Cryptocurrency: Has Money Finally Matured?
The invention of Bitcoin and other cryptocurrencies marks an important step in the development of financial systems, but also a conceptual leap for money itself. Just like with credit cards or bank transfers, transactions are still a promise of payment and no one ever actually sees a physical coin. So what makes Bitcoin such a step forward for currency as a whole?
Historically, money was invented as a means of extending and standardising trade. Before coins were used, most societies relied on complex systems of gift economics, debt and barter. Within communities, the first two were more common. Gift economics is the act of giving goods in exchange for an unspecified future return; debt is the act of supplying needed goods in anticipation of getting them back later (usually with interest). Surprisingly, barter was less common than most people think and existed primarily between strangers and potential enemies.
These exchange systems relied heavily on social factors and were slowly replaced by coins that were made of valuable materials and which represented standard amounts of a given commodity. Many modern currencies still have the same words for monetary units as were originally used – shekels and pounds were both weights before becoming monetary units, for example.
As coins became more prevalent and banks appeared, paper money came into existence. This marked the next step in the development of currency, as money moved from using physical units to symbolic units: bank notes represented a promise of payment rather than an actual pile of coins. The paper itself had little intrinsic value, but the bank’s promise to supply a certain amount of coinage in exchange for the signed note represented financial worth. British bank notes still have the words “I promise to pay the bearer on demand the sum of” printed at the top, before the note value.
Money didn’t change for a long time after bank notes were commonly accepted. Over a thousand years passed before the next big conceptual advancement was made: the introduction of charge cards, credit cards and debit cards in the twentieth century.
“Plastic money” takes the next step along the path of symbolic currency because there is no longer any physical exchange of money. The buyer hands a piece of stamped plastic to the seller, who accepts it as a promise of payment. The buyer then gets the card back. There is no physical exchange of money: everything takes place electronically, behind the scenes, as funds are transferred from one bank account to another.

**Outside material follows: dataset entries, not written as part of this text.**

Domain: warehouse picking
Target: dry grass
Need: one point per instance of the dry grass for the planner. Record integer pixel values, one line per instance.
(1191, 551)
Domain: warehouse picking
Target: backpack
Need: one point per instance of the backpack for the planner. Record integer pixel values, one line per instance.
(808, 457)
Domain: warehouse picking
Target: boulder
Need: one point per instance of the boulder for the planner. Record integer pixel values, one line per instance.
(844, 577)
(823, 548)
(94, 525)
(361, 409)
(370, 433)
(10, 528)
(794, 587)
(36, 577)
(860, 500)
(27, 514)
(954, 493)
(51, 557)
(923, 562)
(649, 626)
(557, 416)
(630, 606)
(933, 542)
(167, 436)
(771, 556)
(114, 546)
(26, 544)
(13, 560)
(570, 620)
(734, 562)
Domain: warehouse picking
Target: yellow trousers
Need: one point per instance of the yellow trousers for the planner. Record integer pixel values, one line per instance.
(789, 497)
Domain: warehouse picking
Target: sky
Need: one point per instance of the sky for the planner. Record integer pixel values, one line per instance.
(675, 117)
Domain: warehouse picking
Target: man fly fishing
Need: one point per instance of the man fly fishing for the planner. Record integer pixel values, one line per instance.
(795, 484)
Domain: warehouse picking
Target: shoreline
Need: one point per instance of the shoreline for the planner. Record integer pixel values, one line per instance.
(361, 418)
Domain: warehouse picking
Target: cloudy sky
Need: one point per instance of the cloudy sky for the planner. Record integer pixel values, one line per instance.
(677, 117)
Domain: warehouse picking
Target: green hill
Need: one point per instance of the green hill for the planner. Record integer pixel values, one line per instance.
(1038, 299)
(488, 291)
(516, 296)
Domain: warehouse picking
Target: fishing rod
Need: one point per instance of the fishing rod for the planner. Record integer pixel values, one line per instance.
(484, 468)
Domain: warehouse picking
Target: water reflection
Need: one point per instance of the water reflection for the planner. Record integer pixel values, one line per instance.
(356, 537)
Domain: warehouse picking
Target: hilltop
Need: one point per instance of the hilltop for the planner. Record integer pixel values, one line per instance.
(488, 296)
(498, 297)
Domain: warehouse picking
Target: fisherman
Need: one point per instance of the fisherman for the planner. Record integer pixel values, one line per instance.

Bitcoin transactions work in the same way as card payments. So why are cryptocurrencies so important in the development of money? There are three main reasons: they are not based on any commodity, they are not controlled by any government and they do not use banks.
Bitcoins and other cryptocurrencies are traded and exchanged all over the world without having any fundamental, real-world value. They are only worth something because the community says they are, not because there’s a certain amount of gold stored somewhere to back the currency.
The online community also manages, controls and uses cryptocurrencies without any external intervention. No one sets interest rates or inflation rates. No one decides to print more money, to devalue the currency or to manipulate national debt to influence its worth. The entire system is self-contained and self-sustaining, outside of the influence of “the powers that be”.
Cryptocurrencies are stored in each individual’s electronic “wallet”. There are no banks to hold coins. Bitcoin users actually own and hold their own money, just like cash, but can use it anywhere in the world, just like “normal” electronic funds.
For the first time in history, the entire population of the planet has a worldwide currency available to them that they can hold for themselves, without being forced to rely on bankers, governments or anyone else. This is a massive conceptual leap. Money has finally matured.